Com uma administração competente, focada no financeiro, nas contas a pagar e em todos os encargos que nós temos no Brasil. Não adianta só ter a ideia. Tem que vender. O que me fez ter uma empresa com 40 funcionários, vendendo, acho que é resultado de ser sério. É importante ser empreendedor, empresário, ao mesmo tempo, e criador. Os meus primeiros dois desfiles paguei com meu próprio dinheiro e, depois, tive ajuda de custo do Amni HotSpot, de R$ 20 mil, de seis em seis meses. Assim, eu conseguia comprar tecido, pagar os funcionários e fazer a coleção.

Com a morte da Clô Orozco, muitas pessoas levantaram a hipótese de uma desilusão com a moda. Acredita que, como ela, alguns estilistas estão desiludidos?
Existe uma desilusão quando você chega a uma certa idade e percebe que tem que trilhar o dobro.
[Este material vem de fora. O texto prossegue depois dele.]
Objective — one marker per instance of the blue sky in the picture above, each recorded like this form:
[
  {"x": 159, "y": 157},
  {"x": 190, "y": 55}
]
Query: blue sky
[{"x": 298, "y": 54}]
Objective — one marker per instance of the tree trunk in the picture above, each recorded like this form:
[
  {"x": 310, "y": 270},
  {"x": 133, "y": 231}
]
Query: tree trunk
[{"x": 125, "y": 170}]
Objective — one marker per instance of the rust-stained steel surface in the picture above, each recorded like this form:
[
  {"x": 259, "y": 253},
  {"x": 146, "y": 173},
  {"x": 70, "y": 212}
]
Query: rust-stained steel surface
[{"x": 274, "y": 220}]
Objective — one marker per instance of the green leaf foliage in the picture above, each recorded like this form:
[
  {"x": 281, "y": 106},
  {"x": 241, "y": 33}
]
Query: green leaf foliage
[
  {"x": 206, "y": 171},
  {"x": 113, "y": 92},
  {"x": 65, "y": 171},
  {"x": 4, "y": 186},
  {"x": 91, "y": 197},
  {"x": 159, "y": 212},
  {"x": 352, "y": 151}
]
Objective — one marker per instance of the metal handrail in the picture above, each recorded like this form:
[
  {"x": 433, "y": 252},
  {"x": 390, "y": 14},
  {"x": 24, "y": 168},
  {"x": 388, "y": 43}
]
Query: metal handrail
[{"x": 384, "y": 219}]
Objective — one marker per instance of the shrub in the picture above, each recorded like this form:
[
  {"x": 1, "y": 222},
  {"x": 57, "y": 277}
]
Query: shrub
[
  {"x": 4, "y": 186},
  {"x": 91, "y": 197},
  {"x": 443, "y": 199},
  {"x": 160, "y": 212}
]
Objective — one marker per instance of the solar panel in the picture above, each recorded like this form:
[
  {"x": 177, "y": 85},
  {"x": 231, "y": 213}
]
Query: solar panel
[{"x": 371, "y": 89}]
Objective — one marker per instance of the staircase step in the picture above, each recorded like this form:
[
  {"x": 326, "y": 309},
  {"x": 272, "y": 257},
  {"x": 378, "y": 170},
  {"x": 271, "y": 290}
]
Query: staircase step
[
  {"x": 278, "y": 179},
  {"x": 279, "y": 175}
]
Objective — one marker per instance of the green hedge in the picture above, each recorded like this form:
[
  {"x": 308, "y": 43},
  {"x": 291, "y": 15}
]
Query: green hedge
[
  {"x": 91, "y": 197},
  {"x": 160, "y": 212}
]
Então, você se pergunta o que fez até agora. As pessoas infelizes não mudam seu eu e preferem tentar mudar a realidade. Por isso, ficam infelizes. Existem, no mundo do artista, essas lacunas. Quando a gente lida com criadores, que executam trabalhos visionários, estamos lidando com pessoas que têm uma sensibilidade diferente. E nós não temos esse cuidado com o artista no Brasil. Aqui, tratam o artista como um operário, que tem que bater cartão, fazer aquilo e voltar. Não é bem assim. O artista tem um ecossistema mental que faz parte de um equilíbrio para a obra sair. Você pode se desiludir e virar a página ou definir que não consegue e acabou aqui. E acabou tudo: a família, o trabalho e não só a moda. Pra mim, ela (Clô Orozco) era a melhor prêt-à-porter do Brasil, o que tinha de mais chique, de mais refinado. Ela fazia o que a mulher no Brasil mais precisava ter. Ela fazia uma roupa simples, usual e necessária. Quem era chique ficava mais chique ainda. É uma pena!